Alla serata blu dei Babar eravamo in 10. Anzi 11 con la partecipazione di Diletta, che ci ha inviato una bella lettera sul blu, suo colore preferito. La formula nuova di Babar è interessante perché porta contributi molto diversi fra loro. Questi approcci così distanti comportano notizie, riflessioni, letture, immagini, alla luce delle quali il tema storico di Babar, che è quello dei libri per ragazzi, acquista uno spessore nuovo e griglie interpretative ampie, permettendo collegamenti imprevisti. È anche molto divertente, per quanto mi riguarda, ascoltare il modo in cui ognuno elabora lo stesso tema.
Il tema blu, per esempio, è stato offerto da Loredana Farina partendo dal blues. Blues deriva dall'espressione "to have the blue devils" (letteralmente: avere i diavoli blu) che significa "essere triste", perché in inglese il colore blu è comunemente associato alla sofferenza, alla tristezza, all'infelicità e alla malinconia. Loredana ci ha fatto ascoltare Bessie Smtih, Natalino Otto e George Gershwin - Rhapsody in Blue - a cui ha fatto seguito una piccola rassegna di biografie illustrate o a fumetti, su musicisti, e di albi per bambini a tema musicale. Mi sono rimasti in mente La difficile vita di Billie Holiday, narrata da Munoz e Sampayo in un fumetto Edizioni BD, e fra gli albi, Lezioni di tuba di T.C. Bartlett e Monique Felix, Edizioni C’era una volta.

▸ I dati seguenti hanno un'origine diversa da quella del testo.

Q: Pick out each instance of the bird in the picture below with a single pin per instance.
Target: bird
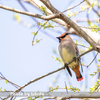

Diletta Colombo, dopo averci spiegato che il blu, presso i latini era considerato il colore dei barbari, e che per lei il blu non è un colore freddo, ma caldo (come afferma anche la fumettista Julie Maroh: Il blu è un colore caldo, edito da Rizzoli Lizard), ci ha mostrato un libro uscito nel 2104: Hokusai et le cadeau de la mer di Beatrice Alemagna (testo) Olivier Charpentier (illustrazioni). Su un blog ho trovato questo riassunto: Beatrice Alemagna immagina che Hokusai, fin dall'infanzia abbia trascorso la vita a osservare il mare, seduto sulla spiaggia di fronte al monte Fuji, in attesa della grande onda. Dopo decenni di attesa finalmente un vento violento si scatena; allora il pittore volta la schiena al mare per correre dietro al suo cappello e ai fogli che volano via. In quel momento arriva l'onda. Lui non la vede, ma il mare gli lascia un dono: del blu, in una piccola ciotola, il blu che gli permetterà di dipingere l'onda quando alla fine questa ritornerà. In questo modo, Beatrice Alemagna racconta la genesi immaginaria della più celebre stampa dell'artista giapponese, perché in effetti fu dall'Olanda che arrivò il blu di Prussia utilizzato per la prima volta in Estremo Oriente nella serie di stampe Trenta vedute del Monte Fuji, come spiega la nota esplicativa in fondo al libro.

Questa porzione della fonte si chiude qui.